O ano que agora termina não foi um ano feliz. Em 2020 a Peste matou milhares de pessoas, os sensatos se afastaram de seus familiares e amigos para preservá-los e se preservar, os insensatos se aglomeraram e alimentaram o monstro. Os rios secaram. Queimamos, deixamos queimar, nossas florestas; nuvens de gafanhotos se aproximaram da fronteira, continuamos a não poder saber quem mandou matar Marielle. A ignorância e a brutalidade pareceram ter tudo, e exacerbaram o orgulho de si mesmas.
Neste ano não pudemos abraçar quem amamos, sequer pudemos velar nossos mortos. E assistimos, perplexos e enojados, aqueles a quem foram delegados poderes para liderar o país delirarem em negacionismo e pensarem apenas em seus interesses sórdidos. Tanta infâmia, tanta desgraça, remetem às pragas bíblicas tradicionais: águas contaminadas, insetos malignos, morte de animais, gafanhotos, granizo, seca.
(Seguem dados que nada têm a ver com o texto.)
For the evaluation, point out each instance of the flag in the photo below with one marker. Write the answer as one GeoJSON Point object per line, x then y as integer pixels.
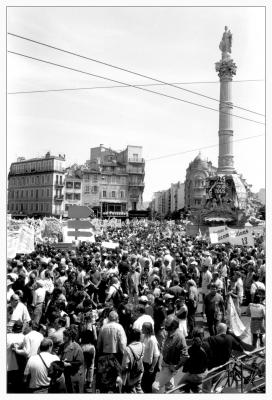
{"type": "Point", "coordinates": [236, 325]}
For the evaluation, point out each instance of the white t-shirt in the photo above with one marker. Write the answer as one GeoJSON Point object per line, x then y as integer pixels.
{"type": "Point", "coordinates": [20, 313]}
{"type": "Point", "coordinates": [151, 349]}
{"type": "Point", "coordinates": [138, 324]}
{"type": "Point", "coordinates": [32, 341]}
{"type": "Point", "coordinates": [37, 370]}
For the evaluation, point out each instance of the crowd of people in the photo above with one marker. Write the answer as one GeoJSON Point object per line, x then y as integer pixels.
{"type": "Point", "coordinates": [123, 320]}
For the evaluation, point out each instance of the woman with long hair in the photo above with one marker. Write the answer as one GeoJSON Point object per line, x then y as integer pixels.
{"type": "Point", "coordinates": [150, 358]}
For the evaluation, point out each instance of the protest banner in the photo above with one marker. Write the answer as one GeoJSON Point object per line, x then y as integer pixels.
{"type": "Point", "coordinates": [235, 323]}
{"type": "Point", "coordinates": [109, 245]}
{"type": "Point", "coordinates": [25, 241]}
{"type": "Point", "coordinates": [223, 234]}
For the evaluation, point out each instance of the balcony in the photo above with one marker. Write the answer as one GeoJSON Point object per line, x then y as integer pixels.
{"type": "Point", "coordinates": [136, 160]}
{"type": "Point", "coordinates": [59, 184]}
{"type": "Point", "coordinates": [59, 197]}
{"type": "Point", "coordinates": [136, 184]}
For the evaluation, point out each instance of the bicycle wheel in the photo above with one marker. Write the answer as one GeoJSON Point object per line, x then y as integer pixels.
{"type": "Point", "coordinates": [224, 380]}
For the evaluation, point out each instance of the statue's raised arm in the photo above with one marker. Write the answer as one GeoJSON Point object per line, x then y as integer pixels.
{"type": "Point", "coordinates": [226, 42]}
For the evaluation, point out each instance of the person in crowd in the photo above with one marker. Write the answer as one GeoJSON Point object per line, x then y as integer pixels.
{"type": "Point", "coordinates": [132, 364]}
{"type": "Point", "coordinates": [72, 356]}
{"type": "Point", "coordinates": [195, 367]}
{"type": "Point", "coordinates": [150, 358]}
{"type": "Point", "coordinates": [111, 345]}
{"type": "Point", "coordinates": [256, 312]}
{"type": "Point", "coordinates": [143, 317]}
{"type": "Point", "coordinates": [31, 342]}
{"type": "Point", "coordinates": [192, 304]}
{"type": "Point", "coordinates": [215, 309]}
{"type": "Point", "coordinates": [206, 278]}
{"type": "Point", "coordinates": [237, 292]}
{"type": "Point", "coordinates": [17, 311]}
{"type": "Point", "coordinates": [15, 363]}
{"type": "Point", "coordinates": [87, 344]}
{"type": "Point", "coordinates": [174, 354]}
{"type": "Point", "coordinates": [36, 371]}
{"type": "Point", "coordinates": [218, 349]}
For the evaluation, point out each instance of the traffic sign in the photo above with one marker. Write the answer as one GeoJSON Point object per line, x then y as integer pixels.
{"type": "Point", "coordinates": [79, 211]}
{"type": "Point", "coordinates": [77, 234]}
{"type": "Point", "coordinates": [78, 224]}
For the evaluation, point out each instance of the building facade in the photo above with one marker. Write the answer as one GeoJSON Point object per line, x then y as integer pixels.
{"type": "Point", "coordinates": [72, 189]}
{"type": "Point", "coordinates": [35, 186]}
{"type": "Point", "coordinates": [113, 181]}
{"type": "Point", "coordinates": [195, 184]}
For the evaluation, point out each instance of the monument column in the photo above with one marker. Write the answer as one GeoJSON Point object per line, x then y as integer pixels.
{"type": "Point", "coordinates": [226, 68]}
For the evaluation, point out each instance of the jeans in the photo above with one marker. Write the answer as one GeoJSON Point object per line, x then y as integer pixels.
{"type": "Point", "coordinates": [165, 378]}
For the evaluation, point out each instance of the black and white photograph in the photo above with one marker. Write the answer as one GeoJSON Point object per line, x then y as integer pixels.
{"type": "Point", "coordinates": [136, 198]}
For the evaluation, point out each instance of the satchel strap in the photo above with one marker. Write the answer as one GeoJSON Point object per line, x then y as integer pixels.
{"type": "Point", "coordinates": [44, 363]}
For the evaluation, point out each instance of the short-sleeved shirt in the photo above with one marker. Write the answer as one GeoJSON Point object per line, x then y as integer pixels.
{"type": "Point", "coordinates": [151, 349]}
{"type": "Point", "coordinates": [38, 371]}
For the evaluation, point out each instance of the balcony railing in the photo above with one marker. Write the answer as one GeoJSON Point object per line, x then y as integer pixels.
{"type": "Point", "coordinates": [136, 160]}
{"type": "Point", "coordinates": [58, 197]}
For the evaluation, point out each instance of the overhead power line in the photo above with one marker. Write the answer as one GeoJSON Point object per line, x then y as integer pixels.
{"type": "Point", "coordinates": [124, 70]}
{"type": "Point", "coordinates": [133, 86]}
{"type": "Point", "coordinates": [122, 86]}
{"type": "Point", "coordinates": [199, 148]}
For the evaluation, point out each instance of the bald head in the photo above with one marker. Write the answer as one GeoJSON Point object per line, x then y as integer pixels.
{"type": "Point", "coordinates": [221, 328]}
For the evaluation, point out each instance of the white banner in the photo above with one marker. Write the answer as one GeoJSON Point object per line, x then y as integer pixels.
{"type": "Point", "coordinates": [109, 245]}
{"type": "Point", "coordinates": [223, 234]}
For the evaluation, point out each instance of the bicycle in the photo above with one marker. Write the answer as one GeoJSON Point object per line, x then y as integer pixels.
{"type": "Point", "coordinates": [241, 375]}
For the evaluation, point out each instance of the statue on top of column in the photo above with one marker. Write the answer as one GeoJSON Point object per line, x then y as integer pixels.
{"type": "Point", "coordinates": [226, 42]}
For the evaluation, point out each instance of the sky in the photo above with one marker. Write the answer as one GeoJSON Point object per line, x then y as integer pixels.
{"type": "Point", "coordinates": [170, 44]}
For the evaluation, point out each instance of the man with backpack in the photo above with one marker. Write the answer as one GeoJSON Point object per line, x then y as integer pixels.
{"type": "Point", "coordinates": [115, 293]}
{"type": "Point", "coordinates": [132, 364]}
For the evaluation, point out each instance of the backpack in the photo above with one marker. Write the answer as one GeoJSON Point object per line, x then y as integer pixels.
{"type": "Point", "coordinates": [117, 296]}
{"type": "Point", "coordinates": [137, 366]}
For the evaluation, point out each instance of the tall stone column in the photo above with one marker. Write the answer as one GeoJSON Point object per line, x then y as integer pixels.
{"type": "Point", "coordinates": [226, 68]}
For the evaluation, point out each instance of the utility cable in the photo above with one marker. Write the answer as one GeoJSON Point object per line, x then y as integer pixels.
{"type": "Point", "coordinates": [124, 69]}
{"type": "Point", "coordinates": [122, 86]}
{"type": "Point", "coordinates": [134, 86]}
{"type": "Point", "coordinates": [199, 148]}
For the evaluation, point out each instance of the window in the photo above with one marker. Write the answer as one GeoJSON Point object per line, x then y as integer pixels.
{"type": "Point", "coordinates": [77, 185]}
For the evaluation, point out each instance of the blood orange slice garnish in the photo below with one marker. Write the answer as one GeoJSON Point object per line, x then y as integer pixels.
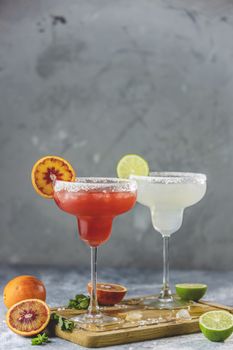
{"type": "Point", "coordinates": [108, 293]}
{"type": "Point", "coordinates": [46, 170]}
{"type": "Point", "coordinates": [28, 317]}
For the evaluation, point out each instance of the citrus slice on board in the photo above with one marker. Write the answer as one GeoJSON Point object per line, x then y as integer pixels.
{"type": "Point", "coordinates": [108, 293]}
{"type": "Point", "coordinates": [46, 170]}
{"type": "Point", "coordinates": [216, 325]}
{"type": "Point", "coordinates": [28, 317]}
{"type": "Point", "coordinates": [191, 291]}
{"type": "Point", "coordinates": [132, 164]}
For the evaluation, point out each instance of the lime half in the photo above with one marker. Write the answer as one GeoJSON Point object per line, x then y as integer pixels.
{"type": "Point", "coordinates": [191, 291]}
{"type": "Point", "coordinates": [216, 325]}
{"type": "Point", "coordinates": [132, 164]}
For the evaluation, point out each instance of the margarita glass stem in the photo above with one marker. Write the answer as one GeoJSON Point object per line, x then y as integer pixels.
{"type": "Point", "coordinates": [93, 309]}
{"type": "Point", "coordinates": [165, 294]}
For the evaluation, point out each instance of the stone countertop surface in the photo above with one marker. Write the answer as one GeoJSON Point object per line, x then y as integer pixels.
{"type": "Point", "coordinates": [62, 284]}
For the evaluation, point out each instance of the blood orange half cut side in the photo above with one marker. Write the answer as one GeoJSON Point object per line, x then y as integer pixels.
{"type": "Point", "coordinates": [46, 170]}
{"type": "Point", "coordinates": [28, 317]}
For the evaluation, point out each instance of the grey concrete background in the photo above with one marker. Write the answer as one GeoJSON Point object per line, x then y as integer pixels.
{"type": "Point", "coordinates": [108, 78]}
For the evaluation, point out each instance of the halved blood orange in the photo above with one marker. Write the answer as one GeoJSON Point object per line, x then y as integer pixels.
{"type": "Point", "coordinates": [108, 293]}
{"type": "Point", "coordinates": [46, 170]}
{"type": "Point", "coordinates": [28, 317]}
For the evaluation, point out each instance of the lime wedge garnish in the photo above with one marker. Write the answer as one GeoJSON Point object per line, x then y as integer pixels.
{"type": "Point", "coordinates": [216, 325]}
{"type": "Point", "coordinates": [132, 164]}
{"type": "Point", "coordinates": [191, 291]}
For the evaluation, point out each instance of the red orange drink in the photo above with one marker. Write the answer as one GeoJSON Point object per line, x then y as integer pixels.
{"type": "Point", "coordinates": [95, 211]}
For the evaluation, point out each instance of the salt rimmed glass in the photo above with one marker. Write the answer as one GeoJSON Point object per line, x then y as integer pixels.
{"type": "Point", "coordinates": [95, 202]}
{"type": "Point", "coordinates": [167, 194]}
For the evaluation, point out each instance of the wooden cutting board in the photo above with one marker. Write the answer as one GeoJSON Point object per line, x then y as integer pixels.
{"type": "Point", "coordinates": [131, 330]}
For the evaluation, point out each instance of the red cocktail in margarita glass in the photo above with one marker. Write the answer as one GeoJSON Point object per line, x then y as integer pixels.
{"type": "Point", "coordinates": [95, 202]}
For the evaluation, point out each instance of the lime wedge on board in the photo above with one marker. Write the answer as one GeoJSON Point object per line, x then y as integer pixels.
{"type": "Point", "coordinates": [216, 325]}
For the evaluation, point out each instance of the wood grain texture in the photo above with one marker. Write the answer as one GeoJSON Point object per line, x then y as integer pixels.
{"type": "Point", "coordinates": [130, 334]}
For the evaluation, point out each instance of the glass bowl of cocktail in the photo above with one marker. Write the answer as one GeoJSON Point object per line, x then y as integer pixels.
{"type": "Point", "coordinates": [167, 194]}
{"type": "Point", "coordinates": [95, 202]}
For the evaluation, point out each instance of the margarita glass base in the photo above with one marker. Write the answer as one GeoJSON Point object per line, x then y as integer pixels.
{"type": "Point", "coordinates": [171, 303]}
{"type": "Point", "coordinates": [96, 322]}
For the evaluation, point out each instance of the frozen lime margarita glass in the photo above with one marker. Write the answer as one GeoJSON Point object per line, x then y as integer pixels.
{"type": "Point", "coordinates": [167, 194]}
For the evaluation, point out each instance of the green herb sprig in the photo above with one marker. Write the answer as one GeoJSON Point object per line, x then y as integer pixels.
{"type": "Point", "coordinates": [80, 302]}
{"type": "Point", "coordinates": [40, 339]}
{"type": "Point", "coordinates": [63, 323]}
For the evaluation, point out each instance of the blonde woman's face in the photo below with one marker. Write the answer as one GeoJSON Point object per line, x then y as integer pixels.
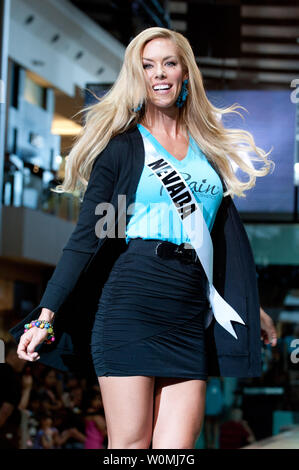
{"type": "Point", "coordinates": [163, 72]}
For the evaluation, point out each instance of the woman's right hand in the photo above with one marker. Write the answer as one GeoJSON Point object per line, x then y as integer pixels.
{"type": "Point", "coordinates": [28, 342]}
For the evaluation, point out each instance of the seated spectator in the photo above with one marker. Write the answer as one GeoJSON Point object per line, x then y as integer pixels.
{"type": "Point", "coordinates": [51, 388]}
{"type": "Point", "coordinates": [14, 396]}
{"type": "Point", "coordinates": [48, 436]}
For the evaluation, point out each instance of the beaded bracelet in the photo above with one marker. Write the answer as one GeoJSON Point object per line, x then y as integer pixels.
{"type": "Point", "coordinates": [42, 324]}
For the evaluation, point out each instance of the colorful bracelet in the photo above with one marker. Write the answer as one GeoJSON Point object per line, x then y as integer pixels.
{"type": "Point", "coordinates": [42, 324]}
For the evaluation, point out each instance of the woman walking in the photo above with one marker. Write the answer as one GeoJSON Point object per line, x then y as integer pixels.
{"type": "Point", "coordinates": [153, 137]}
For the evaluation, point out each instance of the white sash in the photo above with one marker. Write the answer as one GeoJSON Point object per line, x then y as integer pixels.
{"type": "Point", "coordinates": [192, 217]}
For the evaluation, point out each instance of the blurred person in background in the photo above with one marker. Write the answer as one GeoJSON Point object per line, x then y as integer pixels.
{"type": "Point", "coordinates": [14, 396]}
{"type": "Point", "coordinates": [213, 411]}
{"type": "Point", "coordinates": [145, 378]}
{"type": "Point", "coordinates": [51, 388]}
{"type": "Point", "coordinates": [47, 436]}
{"type": "Point", "coordinates": [95, 424]}
{"type": "Point", "coordinates": [236, 432]}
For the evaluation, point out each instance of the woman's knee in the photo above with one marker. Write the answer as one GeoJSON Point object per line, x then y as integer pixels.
{"type": "Point", "coordinates": [130, 442]}
{"type": "Point", "coordinates": [128, 405]}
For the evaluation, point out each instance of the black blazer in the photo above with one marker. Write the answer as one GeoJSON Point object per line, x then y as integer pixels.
{"type": "Point", "coordinates": [74, 290]}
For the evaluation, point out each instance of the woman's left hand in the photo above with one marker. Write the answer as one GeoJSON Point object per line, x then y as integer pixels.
{"type": "Point", "coordinates": [268, 331]}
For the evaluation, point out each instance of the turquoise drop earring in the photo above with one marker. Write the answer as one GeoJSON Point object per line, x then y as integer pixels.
{"type": "Point", "coordinates": [138, 108]}
{"type": "Point", "coordinates": [183, 95]}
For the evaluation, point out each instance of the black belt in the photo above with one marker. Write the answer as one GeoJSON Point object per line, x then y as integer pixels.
{"type": "Point", "coordinates": [166, 249]}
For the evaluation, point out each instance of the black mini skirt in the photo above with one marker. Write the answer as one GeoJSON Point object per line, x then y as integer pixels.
{"type": "Point", "coordinates": [150, 316]}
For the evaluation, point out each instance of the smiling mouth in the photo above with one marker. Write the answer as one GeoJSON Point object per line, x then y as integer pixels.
{"type": "Point", "coordinates": [163, 89]}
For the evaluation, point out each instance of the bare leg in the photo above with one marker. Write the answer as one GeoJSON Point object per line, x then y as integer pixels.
{"type": "Point", "coordinates": [178, 412]}
{"type": "Point", "coordinates": [128, 406]}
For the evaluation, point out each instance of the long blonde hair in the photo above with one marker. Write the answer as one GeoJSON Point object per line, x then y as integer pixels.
{"type": "Point", "coordinates": [114, 114]}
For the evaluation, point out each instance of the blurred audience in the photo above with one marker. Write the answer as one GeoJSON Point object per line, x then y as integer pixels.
{"type": "Point", "coordinates": [236, 432]}
{"type": "Point", "coordinates": [95, 425]}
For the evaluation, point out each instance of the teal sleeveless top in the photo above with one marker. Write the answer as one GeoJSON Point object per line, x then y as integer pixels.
{"type": "Point", "coordinates": [153, 215]}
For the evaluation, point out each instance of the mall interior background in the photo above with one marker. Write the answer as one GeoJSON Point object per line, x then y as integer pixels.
{"type": "Point", "coordinates": [54, 54]}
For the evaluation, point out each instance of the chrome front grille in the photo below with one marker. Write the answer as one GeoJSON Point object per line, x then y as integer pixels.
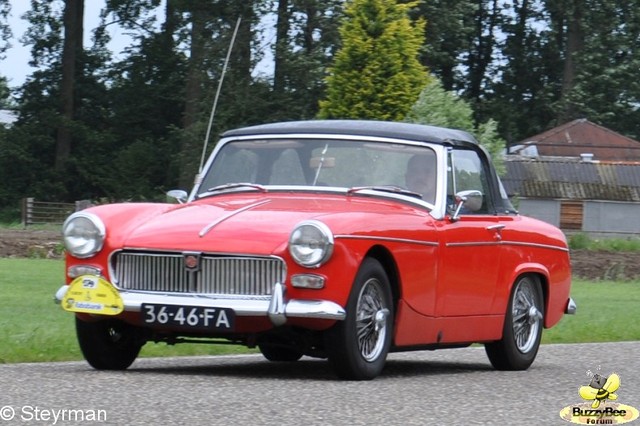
{"type": "Point", "coordinates": [220, 275]}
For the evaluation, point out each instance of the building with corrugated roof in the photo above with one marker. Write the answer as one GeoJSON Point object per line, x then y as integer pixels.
{"type": "Point", "coordinates": [578, 176]}
{"type": "Point", "coordinates": [580, 138]}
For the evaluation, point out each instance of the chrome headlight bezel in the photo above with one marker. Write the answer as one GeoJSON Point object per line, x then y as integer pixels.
{"type": "Point", "coordinates": [83, 234]}
{"type": "Point", "coordinates": [311, 243]}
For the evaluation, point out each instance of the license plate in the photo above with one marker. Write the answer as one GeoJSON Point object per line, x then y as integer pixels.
{"type": "Point", "coordinates": [192, 317]}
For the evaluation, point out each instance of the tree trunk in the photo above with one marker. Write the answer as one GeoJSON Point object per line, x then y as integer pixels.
{"type": "Point", "coordinates": [575, 44]}
{"type": "Point", "coordinates": [282, 41]}
{"type": "Point", "coordinates": [72, 51]}
{"type": "Point", "coordinates": [189, 150]}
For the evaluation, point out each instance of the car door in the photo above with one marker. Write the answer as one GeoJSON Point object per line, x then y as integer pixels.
{"type": "Point", "coordinates": [470, 240]}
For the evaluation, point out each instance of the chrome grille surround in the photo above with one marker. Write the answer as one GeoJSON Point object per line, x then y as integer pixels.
{"type": "Point", "coordinates": [219, 275]}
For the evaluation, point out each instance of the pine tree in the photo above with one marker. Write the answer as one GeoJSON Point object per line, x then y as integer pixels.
{"type": "Point", "coordinates": [376, 73]}
{"type": "Point", "coordinates": [438, 107]}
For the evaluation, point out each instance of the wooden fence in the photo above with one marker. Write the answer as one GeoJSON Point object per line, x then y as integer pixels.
{"type": "Point", "coordinates": [40, 212]}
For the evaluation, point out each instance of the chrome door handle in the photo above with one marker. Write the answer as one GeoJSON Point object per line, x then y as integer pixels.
{"type": "Point", "coordinates": [496, 228]}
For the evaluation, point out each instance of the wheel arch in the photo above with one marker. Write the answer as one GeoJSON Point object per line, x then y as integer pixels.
{"type": "Point", "coordinates": [388, 262]}
{"type": "Point", "coordinates": [542, 275]}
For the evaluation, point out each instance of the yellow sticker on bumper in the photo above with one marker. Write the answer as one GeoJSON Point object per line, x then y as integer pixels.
{"type": "Point", "coordinates": [92, 295]}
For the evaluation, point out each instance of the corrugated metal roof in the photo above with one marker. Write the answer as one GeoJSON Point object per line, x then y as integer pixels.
{"type": "Point", "coordinates": [569, 178]}
{"type": "Point", "coordinates": [582, 136]}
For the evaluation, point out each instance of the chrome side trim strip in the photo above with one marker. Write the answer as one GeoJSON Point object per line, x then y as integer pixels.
{"type": "Point", "coordinates": [507, 243]}
{"type": "Point", "coordinates": [387, 239]}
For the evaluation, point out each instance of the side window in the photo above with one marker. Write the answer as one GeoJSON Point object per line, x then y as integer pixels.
{"type": "Point", "coordinates": [465, 172]}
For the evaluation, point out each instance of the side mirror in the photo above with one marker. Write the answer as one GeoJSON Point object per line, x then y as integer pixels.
{"type": "Point", "coordinates": [178, 195]}
{"type": "Point", "coordinates": [470, 200]}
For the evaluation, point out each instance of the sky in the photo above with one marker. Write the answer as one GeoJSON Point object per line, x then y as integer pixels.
{"type": "Point", "coordinates": [16, 64]}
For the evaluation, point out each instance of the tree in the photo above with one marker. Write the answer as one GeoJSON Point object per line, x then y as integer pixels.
{"type": "Point", "coordinates": [438, 107]}
{"type": "Point", "coordinates": [71, 54]}
{"type": "Point", "coordinates": [376, 73]}
{"type": "Point", "coordinates": [306, 40]}
{"type": "Point", "coordinates": [446, 38]}
{"type": "Point", "coordinates": [5, 29]}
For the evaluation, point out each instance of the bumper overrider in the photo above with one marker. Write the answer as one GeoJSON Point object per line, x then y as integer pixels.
{"type": "Point", "coordinates": [94, 295]}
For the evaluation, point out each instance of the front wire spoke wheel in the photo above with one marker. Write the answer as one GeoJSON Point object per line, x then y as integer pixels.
{"type": "Point", "coordinates": [370, 329]}
{"type": "Point", "coordinates": [357, 347]}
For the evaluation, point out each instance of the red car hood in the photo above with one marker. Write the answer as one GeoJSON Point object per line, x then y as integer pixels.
{"type": "Point", "coordinates": [251, 225]}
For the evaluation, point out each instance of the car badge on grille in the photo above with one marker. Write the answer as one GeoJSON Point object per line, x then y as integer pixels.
{"type": "Point", "coordinates": [191, 261]}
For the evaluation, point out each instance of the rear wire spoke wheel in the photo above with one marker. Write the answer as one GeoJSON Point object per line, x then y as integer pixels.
{"type": "Point", "coordinates": [522, 330]}
{"type": "Point", "coordinates": [358, 346]}
{"type": "Point", "coordinates": [108, 344]}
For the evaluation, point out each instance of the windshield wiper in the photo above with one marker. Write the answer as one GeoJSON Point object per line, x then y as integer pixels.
{"type": "Point", "coordinates": [234, 185]}
{"type": "Point", "coordinates": [386, 188]}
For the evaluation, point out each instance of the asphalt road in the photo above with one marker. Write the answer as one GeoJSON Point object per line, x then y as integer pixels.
{"type": "Point", "coordinates": [446, 387]}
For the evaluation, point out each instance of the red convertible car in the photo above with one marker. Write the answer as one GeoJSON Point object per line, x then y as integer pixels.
{"type": "Point", "coordinates": [344, 240]}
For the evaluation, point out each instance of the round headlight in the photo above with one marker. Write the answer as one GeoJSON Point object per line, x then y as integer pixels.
{"type": "Point", "coordinates": [311, 243]}
{"type": "Point", "coordinates": [83, 234]}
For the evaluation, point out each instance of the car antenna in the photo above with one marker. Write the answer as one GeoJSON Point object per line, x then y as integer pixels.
{"type": "Point", "coordinates": [215, 100]}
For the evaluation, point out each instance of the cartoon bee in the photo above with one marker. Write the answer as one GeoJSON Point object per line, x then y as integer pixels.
{"type": "Point", "coordinates": [600, 389]}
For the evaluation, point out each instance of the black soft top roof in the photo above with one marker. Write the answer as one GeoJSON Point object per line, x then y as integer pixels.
{"type": "Point", "coordinates": [386, 129]}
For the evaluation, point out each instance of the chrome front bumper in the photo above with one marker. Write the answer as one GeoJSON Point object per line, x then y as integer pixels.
{"type": "Point", "coordinates": [274, 307]}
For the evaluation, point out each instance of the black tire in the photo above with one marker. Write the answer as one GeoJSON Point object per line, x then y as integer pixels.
{"type": "Point", "coordinates": [278, 353]}
{"type": "Point", "coordinates": [522, 330]}
{"type": "Point", "coordinates": [357, 347]}
{"type": "Point", "coordinates": [108, 344]}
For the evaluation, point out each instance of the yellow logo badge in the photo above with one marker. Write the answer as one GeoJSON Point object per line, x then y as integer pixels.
{"type": "Point", "coordinates": [599, 410]}
{"type": "Point", "coordinates": [92, 295]}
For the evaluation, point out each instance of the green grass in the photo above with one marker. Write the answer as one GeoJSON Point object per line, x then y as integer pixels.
{"type": "Point", "coordinates": [608, 311]}
{"type": "Point", "coordinates": [582, 241]}
{"type": "Point", "coordinates": [33, 328]}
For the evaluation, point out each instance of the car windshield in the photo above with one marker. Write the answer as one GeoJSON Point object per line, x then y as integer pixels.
{"type": "Point", "coordinates": [263, 163]}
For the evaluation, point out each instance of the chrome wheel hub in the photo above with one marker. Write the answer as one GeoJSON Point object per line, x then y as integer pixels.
{"type": "Point", "coordinates": [527, 318]}
{"type": "Point", "coordinates": [371, 323]}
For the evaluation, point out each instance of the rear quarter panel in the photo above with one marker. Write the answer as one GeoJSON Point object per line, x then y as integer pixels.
{"type": "Point", "coordinates": [533, 246]}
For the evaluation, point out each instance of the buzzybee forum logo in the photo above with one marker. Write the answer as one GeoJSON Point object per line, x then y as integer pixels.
{"type": "Point", "coordinates": [601, 406]}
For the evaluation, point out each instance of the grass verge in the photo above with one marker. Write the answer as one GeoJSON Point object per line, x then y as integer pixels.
{"type": "Point", "coordinates": [34, 329]}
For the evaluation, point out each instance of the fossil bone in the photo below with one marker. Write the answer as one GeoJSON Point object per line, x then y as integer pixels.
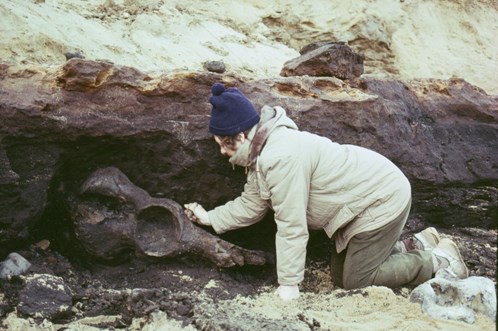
{"type": "Point", "coordinates": [117, 216]}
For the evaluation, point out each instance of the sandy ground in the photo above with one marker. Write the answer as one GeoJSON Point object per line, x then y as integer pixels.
{"type": "Point", "coordinates": [406, 39]}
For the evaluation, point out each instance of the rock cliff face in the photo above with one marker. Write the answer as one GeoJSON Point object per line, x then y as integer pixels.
{"type": "Point", "coordinates": [57, 126]}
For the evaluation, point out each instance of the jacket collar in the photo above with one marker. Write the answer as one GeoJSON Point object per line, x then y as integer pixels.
{"type": "Point", "coordinates": [271, 118]}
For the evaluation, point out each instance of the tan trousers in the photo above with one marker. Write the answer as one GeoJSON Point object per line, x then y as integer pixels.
{"type": "Point", "coordinates": [371, 258]}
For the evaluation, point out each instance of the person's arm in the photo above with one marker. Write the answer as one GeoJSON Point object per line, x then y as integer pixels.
{"type": "Point", "coordinates": [289, 186]}
{"type": "Point", "coordinates": [245, 210]}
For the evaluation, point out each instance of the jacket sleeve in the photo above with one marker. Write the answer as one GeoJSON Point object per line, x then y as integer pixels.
{"type": "Point", "coordinates": [245, 210]}
{"type": "Point", "coordinates": [289, 184]}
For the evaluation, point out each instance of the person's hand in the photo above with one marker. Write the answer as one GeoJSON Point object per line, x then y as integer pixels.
{"type": "Point", "coordinates": [288, 292]}
{"type": "Point", "coordinates": [196, 213]}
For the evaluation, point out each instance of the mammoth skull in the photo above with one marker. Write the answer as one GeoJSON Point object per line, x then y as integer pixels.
{"type": "Point", "coordinates": [116, 216]}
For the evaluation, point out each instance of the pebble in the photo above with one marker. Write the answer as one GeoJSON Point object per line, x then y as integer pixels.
{"type": "Point", "coordinates": [14, 265]}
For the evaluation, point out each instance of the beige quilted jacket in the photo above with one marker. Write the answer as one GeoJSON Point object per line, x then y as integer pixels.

Há até um primogênito sob risco de prisão.
Mas não foi nenhuma divindade que enviou o castigo, fomos nós, com nosso descuido, com nossas más escolhas, com o azar de termos dirigindo o país um incompetente, racista, misógino, homofóbico e ignorante, eleito legitimamente, com as mesmas urnas eletrônicas que procura sabotar.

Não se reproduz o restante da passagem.